The report, which is based on data from 2016, found that the percentage of people with Medicaid coverage in South Florida rose by 7.8 percent between 2010 and 2020, from 25.4 percent to 32.9 percent, and the number of people who received Medicaid benefits declined by 1.3 million between 2020 and 2020.
The state also experienced an 8.3 percent decline in Medicaid enrollees in the first year of Medicaid expansion, but an increase of 5.3 percentage points over that same period, from 8.2 percent to 9.1 percent.
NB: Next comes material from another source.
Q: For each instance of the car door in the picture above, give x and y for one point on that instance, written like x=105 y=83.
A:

The South Florida region includes Orange County, Florida; West Palm Beach, Florida, and Miami-Dade, Florida.
The report found that Medicaid enrollee demographics vary widely among the counties.
Of those in the South Florida metropolitan area, 65.4 million people are enrolled in Medicaid.
The area is also home to a significant share of South American immigrants and residents of the Caribbean and African countries.
About one in six South Florida adults lives below the poverty line, according to the U.S. Census Bureau.
About a third of residents in the area live in households headed by a single parent or household headed by someone with a college degree, according the state report.
Nearly 2 million South Floridians live below the federal poverty level, or about $11,000 per year, according a recent report by the Center for American Progress.
That is about $6,600 more than the national poverty level of $27,600.
The Trump administration is expected to unveil a proposal to slash Medicaid spending for the poor and expand the federal Supplemental Nutrition Assistance Program, or SNAP, by an additional $600 billion over the next decade.
In addition to Medicaid, Trump has promised to cut spending on the Food Stamp Program, food stamps, and other programs that provide aid to low- and moderate-income Americans.
The plan is still being finalized, and it will likely be unveiled before the end of the year.